Open
Description
It is currently non-trivial to integrate blocking iterators into trio, see the issues #501 and #1308 about trio.Path.iterdir
for instance.
The main problem is that there are many kind of iterators:
- fast vs slow
- small/finite vs infinite/large
- ordered vs sporadic
Delegating to a thread is not free: in particular, there are two costy operations:
- spawning a thread
- switching contexts (i.e giving the control back to the trio event loop)
On my machine for instance, the full round trip is 200 us. This means that running trio.to_thread.run_sync
for producing each item in range(5000)
would add an overhead of about one second.
I've wrote a small benchmark comparing several approaches and I came up with one that (I think) comes close to ticking all the boxes:
import trio
import time
import outcome
async def to_thread_iter_sync(fn, *args, cancellable=False, limiter=None):
"""Convert a blocking iteration into an async iteration using a thread.

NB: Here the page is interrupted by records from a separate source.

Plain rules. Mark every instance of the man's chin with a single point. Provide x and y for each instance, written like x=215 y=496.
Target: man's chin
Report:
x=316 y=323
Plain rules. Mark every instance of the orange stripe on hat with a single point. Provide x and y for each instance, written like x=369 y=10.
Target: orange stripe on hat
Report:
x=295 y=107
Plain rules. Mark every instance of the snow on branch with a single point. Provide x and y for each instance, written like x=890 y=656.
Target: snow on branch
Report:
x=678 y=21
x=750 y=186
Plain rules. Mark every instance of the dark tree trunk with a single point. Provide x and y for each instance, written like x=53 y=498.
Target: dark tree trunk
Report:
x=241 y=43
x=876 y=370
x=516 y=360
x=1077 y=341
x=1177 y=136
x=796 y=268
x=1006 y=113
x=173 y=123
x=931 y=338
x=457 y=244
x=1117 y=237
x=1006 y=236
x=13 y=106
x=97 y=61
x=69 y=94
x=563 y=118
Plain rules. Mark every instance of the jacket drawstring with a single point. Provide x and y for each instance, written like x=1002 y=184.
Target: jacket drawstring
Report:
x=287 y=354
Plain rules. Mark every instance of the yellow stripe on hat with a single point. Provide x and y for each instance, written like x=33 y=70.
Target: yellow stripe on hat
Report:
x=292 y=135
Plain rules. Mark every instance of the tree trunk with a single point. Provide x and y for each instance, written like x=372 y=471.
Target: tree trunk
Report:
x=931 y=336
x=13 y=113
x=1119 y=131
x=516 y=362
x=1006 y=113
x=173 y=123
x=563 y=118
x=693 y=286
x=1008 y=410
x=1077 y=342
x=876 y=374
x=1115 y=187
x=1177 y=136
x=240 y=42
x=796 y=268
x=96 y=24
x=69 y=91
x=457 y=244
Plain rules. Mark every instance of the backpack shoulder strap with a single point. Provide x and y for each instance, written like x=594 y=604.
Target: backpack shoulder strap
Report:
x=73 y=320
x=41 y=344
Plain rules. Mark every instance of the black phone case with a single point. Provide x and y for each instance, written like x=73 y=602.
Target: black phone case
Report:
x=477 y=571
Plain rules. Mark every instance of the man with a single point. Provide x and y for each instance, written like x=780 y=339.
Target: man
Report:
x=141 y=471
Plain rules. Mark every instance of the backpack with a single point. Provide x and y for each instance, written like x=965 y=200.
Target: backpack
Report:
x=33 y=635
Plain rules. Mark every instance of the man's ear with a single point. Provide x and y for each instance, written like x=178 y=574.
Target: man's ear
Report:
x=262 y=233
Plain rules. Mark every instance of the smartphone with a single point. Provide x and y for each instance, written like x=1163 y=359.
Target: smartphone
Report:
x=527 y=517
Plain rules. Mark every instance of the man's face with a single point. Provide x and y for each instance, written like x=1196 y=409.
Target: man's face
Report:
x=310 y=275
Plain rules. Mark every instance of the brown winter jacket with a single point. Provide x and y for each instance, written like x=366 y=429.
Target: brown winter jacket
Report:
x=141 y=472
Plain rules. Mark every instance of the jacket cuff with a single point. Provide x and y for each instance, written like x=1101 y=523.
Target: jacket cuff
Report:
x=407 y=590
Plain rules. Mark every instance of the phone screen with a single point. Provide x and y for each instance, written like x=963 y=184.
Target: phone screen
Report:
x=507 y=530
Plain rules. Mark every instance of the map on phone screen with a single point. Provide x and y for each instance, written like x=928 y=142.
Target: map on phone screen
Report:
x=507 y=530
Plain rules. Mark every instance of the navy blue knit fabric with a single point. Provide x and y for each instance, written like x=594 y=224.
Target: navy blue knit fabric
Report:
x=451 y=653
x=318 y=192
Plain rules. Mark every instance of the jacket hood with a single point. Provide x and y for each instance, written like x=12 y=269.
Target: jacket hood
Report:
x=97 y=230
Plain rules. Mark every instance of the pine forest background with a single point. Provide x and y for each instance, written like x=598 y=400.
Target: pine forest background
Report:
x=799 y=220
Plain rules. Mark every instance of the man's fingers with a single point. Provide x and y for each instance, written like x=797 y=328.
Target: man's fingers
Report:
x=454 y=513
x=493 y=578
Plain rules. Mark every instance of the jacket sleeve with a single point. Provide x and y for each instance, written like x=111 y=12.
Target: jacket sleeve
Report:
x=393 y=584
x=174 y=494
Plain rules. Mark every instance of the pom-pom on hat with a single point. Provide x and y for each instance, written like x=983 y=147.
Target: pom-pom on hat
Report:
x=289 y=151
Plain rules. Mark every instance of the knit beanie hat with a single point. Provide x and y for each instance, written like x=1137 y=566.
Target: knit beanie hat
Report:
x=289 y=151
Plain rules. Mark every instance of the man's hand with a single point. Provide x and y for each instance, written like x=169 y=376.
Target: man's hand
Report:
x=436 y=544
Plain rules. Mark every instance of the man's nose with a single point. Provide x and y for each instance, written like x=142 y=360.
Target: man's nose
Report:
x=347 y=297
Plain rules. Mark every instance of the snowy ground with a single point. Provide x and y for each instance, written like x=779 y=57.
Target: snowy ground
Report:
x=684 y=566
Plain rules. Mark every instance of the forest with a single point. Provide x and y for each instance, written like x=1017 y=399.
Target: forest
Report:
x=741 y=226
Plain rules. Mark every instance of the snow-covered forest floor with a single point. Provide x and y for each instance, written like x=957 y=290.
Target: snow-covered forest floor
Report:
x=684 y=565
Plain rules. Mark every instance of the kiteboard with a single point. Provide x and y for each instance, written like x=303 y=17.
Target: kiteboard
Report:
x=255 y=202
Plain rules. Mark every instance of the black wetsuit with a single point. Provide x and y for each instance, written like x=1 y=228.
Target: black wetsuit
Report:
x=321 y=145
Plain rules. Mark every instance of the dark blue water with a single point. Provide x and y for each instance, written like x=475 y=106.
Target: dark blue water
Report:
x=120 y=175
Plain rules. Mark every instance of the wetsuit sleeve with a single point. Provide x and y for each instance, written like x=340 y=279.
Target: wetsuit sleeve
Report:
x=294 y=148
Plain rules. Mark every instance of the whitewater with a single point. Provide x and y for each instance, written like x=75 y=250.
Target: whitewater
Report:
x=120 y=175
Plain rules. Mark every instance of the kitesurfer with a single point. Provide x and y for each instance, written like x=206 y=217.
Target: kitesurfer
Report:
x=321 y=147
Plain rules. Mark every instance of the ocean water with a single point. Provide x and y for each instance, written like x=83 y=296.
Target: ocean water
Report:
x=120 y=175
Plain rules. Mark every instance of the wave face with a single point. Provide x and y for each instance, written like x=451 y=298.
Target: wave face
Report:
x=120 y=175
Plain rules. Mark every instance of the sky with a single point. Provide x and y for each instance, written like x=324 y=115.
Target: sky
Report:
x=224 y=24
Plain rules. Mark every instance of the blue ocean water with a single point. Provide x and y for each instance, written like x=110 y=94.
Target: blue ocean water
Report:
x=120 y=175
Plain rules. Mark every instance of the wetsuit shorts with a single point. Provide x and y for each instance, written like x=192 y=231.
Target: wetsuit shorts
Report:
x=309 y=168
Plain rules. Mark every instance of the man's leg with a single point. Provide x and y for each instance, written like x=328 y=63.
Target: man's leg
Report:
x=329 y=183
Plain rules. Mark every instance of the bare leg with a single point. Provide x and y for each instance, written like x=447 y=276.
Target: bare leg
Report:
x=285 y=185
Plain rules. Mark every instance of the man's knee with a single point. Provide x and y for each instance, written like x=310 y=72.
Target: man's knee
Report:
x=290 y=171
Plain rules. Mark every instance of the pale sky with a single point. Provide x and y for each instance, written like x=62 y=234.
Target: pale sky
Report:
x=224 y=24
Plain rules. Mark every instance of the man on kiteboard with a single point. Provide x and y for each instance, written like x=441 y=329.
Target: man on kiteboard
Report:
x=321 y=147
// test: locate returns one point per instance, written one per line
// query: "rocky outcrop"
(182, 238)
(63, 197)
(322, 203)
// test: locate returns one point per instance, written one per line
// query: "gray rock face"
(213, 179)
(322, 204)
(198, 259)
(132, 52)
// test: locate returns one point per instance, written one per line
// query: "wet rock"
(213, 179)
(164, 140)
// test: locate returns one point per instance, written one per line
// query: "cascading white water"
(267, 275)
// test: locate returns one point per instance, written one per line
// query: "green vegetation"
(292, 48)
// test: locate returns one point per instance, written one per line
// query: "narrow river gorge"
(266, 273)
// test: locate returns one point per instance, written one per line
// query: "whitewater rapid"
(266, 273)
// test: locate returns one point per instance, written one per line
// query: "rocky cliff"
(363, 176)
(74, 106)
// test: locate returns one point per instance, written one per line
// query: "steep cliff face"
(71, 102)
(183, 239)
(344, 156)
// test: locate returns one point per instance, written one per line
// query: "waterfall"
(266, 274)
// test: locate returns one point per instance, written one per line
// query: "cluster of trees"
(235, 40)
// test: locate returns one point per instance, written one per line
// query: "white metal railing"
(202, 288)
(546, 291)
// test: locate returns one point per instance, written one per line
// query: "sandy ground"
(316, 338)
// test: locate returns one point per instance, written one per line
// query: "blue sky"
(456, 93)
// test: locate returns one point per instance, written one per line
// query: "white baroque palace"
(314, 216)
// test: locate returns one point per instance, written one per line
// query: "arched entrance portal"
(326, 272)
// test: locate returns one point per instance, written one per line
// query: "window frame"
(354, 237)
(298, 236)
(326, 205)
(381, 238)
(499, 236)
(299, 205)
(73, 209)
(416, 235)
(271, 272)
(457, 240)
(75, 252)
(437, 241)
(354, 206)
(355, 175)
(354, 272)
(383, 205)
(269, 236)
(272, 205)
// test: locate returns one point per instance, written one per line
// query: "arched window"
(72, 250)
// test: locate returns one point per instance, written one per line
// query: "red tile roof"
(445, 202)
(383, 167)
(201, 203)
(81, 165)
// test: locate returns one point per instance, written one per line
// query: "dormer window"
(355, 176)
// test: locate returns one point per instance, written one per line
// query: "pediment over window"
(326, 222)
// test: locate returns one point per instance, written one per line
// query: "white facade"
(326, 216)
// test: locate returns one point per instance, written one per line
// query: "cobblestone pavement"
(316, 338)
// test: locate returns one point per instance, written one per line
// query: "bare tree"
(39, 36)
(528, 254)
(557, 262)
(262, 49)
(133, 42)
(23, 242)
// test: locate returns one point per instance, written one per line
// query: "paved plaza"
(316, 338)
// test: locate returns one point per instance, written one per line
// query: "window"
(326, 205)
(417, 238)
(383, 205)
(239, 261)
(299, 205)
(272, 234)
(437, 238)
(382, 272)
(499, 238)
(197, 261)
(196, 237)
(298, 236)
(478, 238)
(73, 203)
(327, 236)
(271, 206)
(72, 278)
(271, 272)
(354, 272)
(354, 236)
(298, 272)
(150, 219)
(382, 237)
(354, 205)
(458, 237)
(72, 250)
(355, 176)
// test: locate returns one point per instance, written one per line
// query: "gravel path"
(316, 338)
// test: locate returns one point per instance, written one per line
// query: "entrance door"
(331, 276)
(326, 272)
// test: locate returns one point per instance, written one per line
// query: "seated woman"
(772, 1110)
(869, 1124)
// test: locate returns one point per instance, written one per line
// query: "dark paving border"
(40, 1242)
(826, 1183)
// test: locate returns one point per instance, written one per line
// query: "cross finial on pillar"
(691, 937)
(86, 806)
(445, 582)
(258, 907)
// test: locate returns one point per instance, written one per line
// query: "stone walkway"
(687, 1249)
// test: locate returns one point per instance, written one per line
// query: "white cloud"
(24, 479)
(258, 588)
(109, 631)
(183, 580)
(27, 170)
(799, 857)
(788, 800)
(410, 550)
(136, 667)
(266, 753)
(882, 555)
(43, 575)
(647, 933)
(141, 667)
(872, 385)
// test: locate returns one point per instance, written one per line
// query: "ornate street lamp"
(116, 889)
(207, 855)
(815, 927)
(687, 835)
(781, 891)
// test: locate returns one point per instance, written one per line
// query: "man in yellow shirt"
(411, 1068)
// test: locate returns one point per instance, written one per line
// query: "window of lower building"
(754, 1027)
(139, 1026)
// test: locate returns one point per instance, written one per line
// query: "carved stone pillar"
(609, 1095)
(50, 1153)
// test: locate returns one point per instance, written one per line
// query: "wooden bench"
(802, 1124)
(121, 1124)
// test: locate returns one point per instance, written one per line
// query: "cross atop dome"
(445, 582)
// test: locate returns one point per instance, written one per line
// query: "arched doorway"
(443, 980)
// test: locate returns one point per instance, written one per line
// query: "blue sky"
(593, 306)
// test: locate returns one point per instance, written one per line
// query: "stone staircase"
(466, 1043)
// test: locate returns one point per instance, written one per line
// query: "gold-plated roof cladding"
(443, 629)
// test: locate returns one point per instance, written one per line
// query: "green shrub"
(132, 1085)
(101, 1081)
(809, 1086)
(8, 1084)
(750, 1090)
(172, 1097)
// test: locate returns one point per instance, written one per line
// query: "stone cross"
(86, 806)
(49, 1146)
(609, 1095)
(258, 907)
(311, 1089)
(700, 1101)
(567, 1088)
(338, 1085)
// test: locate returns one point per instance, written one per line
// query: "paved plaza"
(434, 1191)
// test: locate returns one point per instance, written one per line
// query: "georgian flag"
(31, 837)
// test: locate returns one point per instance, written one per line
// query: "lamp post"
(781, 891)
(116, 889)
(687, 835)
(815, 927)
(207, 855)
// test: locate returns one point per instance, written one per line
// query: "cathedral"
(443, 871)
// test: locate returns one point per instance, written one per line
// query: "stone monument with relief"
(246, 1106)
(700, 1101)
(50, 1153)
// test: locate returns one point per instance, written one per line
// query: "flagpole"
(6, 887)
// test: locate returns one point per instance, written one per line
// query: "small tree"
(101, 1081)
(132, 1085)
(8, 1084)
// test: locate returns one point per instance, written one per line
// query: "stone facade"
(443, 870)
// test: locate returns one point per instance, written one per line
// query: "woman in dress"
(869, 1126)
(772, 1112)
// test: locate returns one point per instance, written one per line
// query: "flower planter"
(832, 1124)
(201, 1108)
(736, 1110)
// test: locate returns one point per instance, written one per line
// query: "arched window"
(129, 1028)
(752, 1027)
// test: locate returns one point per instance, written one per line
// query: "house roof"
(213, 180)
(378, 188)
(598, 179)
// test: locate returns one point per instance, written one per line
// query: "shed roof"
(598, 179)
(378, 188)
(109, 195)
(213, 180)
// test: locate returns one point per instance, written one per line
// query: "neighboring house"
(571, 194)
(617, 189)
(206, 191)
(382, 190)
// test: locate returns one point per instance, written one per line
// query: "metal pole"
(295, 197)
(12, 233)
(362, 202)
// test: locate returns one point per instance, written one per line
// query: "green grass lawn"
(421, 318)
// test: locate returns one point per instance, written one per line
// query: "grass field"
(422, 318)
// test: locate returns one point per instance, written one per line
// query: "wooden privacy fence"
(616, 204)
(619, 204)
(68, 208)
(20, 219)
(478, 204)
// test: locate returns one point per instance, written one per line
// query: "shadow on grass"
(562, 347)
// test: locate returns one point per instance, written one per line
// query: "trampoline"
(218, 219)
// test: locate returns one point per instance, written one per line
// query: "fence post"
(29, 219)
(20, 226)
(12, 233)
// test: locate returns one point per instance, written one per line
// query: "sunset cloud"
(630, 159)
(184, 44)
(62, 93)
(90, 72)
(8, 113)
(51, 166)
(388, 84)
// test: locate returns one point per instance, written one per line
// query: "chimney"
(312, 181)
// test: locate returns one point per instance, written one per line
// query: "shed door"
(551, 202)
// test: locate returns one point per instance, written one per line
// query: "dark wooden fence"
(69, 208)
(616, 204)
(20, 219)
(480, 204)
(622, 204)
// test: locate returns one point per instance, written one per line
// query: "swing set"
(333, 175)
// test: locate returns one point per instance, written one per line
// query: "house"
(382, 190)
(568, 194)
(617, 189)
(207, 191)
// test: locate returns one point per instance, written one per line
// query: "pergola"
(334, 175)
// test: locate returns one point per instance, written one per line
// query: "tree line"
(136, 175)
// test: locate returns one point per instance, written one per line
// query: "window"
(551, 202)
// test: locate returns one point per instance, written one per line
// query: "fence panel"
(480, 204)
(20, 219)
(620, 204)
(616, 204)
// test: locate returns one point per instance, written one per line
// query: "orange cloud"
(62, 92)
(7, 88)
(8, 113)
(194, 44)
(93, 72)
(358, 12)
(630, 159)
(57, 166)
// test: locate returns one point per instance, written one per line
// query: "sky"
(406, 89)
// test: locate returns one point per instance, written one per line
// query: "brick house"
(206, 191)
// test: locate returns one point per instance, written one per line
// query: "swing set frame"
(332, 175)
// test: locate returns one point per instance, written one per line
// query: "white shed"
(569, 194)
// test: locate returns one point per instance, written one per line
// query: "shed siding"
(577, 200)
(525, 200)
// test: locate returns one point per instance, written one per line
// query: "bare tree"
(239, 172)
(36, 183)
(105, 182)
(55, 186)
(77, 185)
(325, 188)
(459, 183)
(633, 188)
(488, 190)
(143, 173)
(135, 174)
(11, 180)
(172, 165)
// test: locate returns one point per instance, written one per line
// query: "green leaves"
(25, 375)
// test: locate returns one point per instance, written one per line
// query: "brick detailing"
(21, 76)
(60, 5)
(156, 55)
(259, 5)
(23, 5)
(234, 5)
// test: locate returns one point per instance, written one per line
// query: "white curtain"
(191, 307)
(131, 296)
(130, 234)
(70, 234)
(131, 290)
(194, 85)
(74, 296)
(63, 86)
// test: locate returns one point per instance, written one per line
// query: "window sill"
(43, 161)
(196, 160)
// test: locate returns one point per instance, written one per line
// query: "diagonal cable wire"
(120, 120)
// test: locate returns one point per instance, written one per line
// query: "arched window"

In order to attenuate the overhead of spawning threads and switching
contexts, values from the blocking iteration are batched for a time one
order of magnitude greater than the spawn time of a thread.
"""
def run_batch(items_iter, start_time):
now = time.monotonic()
spawn_time = now - start_time
deadline = now + 10 * spawn_time
if items_iter is None:
items_iter = iter(fn(*args))
batch = []
while True:
try:
item = next(items_iter)
except Exception as exc:
batch.append(outcome.Error(exc))
break
else:
batch.append(outcome.Value(item))
if time.monotonic() > deadline:
break
return items_iter, batch
items_iter = None
while True:
items_iter, batch = await trio.to_thread.run_sync(
run_batch,
items_iter,
time.monotonic(),
cancellable=cancellable,
limiter=limiter
)
for result in batch:
try:
yield result.unwrap()
except StopIteration:
return
I'd like to submit a PR to add this function as trio.to_thread.iter_sync
, if you think the idea is worth considering.